それどころか、あの曲がりくねった道に何か忘れものをしてしまったような夢を見る。
気づけば、穴ぼこだらけの、でこぼこの、あの道がどこにあったのかすら、忘れてしまっている。
それは、そうだ。
振り返ってみれば、そのキラキラした道も海辺の道も、もとのでこぼこだらけの道からずっとつながっていた。
飛び移ったように見えたその道は、でこぼこだらけのあの道だった。
迷い、戸惑い、落ち込み、沈み、諦め、自棄になり、暴れ、虚勢を張って、暴れて、歩いてきた、あの道だった。
たとえほんの刹那でも、その道から外れたことなど、なかった。
わたしはわたしの道をずっと歩いてきた。
自分ではない何かに惑わされて、書きたいことが分からなくなったりもしたけれど、ようやくここにもどってきた。

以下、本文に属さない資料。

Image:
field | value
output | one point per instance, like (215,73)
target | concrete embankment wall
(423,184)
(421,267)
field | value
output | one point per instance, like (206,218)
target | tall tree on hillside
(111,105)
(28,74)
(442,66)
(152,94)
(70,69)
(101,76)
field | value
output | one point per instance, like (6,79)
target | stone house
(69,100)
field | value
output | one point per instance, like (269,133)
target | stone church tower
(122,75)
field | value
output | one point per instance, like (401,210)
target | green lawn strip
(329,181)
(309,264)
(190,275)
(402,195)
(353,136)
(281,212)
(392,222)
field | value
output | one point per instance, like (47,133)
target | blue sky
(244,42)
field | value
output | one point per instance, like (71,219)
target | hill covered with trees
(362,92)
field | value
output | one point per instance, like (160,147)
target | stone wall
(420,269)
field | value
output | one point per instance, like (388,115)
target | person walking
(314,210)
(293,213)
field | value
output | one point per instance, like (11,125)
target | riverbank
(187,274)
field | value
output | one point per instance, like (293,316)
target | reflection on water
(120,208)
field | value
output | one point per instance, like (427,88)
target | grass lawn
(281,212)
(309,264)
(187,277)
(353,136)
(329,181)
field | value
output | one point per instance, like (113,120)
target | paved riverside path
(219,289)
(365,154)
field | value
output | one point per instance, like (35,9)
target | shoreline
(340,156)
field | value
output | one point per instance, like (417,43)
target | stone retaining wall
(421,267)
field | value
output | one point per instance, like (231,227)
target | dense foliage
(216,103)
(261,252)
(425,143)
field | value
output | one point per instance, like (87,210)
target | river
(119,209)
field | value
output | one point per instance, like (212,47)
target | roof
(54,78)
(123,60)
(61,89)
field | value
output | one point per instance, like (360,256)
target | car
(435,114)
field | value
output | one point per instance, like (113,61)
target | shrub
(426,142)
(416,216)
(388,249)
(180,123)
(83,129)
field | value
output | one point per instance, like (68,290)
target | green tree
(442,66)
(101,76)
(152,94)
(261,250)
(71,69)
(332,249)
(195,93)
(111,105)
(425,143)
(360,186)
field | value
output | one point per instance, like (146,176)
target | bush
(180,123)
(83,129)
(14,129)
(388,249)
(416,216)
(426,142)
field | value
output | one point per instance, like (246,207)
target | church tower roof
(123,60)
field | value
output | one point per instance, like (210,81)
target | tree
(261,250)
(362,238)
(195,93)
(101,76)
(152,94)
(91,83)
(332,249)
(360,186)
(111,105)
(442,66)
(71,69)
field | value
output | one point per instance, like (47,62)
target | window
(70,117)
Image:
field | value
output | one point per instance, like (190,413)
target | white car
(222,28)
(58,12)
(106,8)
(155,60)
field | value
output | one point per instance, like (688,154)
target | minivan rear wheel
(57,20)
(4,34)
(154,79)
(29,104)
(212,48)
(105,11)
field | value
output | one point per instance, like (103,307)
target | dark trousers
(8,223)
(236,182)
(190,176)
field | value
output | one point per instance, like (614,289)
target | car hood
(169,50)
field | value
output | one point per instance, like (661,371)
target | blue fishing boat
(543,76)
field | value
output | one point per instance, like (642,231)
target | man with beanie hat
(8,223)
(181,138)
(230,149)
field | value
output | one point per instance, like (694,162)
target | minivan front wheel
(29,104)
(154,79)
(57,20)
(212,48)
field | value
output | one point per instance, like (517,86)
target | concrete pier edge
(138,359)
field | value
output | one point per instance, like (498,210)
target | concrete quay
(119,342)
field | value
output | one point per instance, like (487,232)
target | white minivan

いま、私はお金の稼ぎ方について何か語れるものはない。
恋愛の機微について、何かを語るほど経験豊富ではない。
これを読むあなたに、何か役立つライフハックの知識を語ることもできない。
それは、私ではない誰か別の方に任せる。
それでも、私は、
大切な人との別離の、悲しみと孤独を知っている。
現実に心が圧し潰されそうなときに見た、八重桜の美しさを知っている。
15年間感じることが怖くて、蓋をするしかないほどの寂しさがあるこを知っている。
不在を感じることが怖くて、名前を呼ぶことができないことがあることを知っている。
その奥底には、ほのかに暖かな愛があることを知っている。
夏の陽射しの下に響く蝉時雨に、その大切な人の声があることを知っている。
私は、
これを読んでいるあなたの傷を癒したりすることはできないけれど、
傷を愛することを表現することができる。
悲しみの際にこそ、美しさがあることを示すことができる。
これからも、私はこの曲がりくねった穴だらけのでこぼこの道の上で、それを表現し続ける。
それが、わたしのいきるみち。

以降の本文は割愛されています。